The castle, part of the Rochefoucauld family fiefdom for a thousand years is concealed from the visitor’s eye. Passed the automatic entrance gates, a long tree-lined bridle path with park and woods on one side and outbuildings on the other, turns towards the end to reveal the impressive façade. The estate stretches the length of the village or perhaps the reverse.
“He who lives without madness is not as wise as he thinks”, one of François-de-la-Rochefoucauld’s maxims.
Ground floor: The entrance archway with its mosaic floor tiles leads, on one side, to a small lounge that opens into a through dining room featuring a beautiful coffered ceiling and kitchen that was moved up to this floor in 19th century. Behind the dining room is one of the four staircases and a small bedroom and ensuite bathroom.
First floor: Two more intimate lounges are to be found on the ground floor for a cosier family atmosphere. Four bedrooms with ensuite bathrooms, two of which have their private toilet and a fifth one with a shower room. Two of the bedrooms are very formal, full of history and decorative features: they have seen visitors such as Charles Quint in 16th century and Queen Mum in 20th century.
The library: Originally, a renaissance gallery linked the castle to the library and chapel. The library had always been part of an ensemble. It is located in the centre, built on the site of a former watchtower and features a vaulted ceiling.

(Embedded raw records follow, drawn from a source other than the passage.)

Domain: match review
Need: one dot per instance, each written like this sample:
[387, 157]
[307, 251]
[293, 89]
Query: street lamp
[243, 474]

The main courtyard: An ornamental pond is fed by water from the river thanks to a clever system bringing water up to a tank on the library roof and from where it is then poured. Under part of the main courtyard, there are large vaults, built together in 15th century with the consent of King Charles VII, with an additional defensive wall, after helping the La Rochefoucauld to reconquer their castle.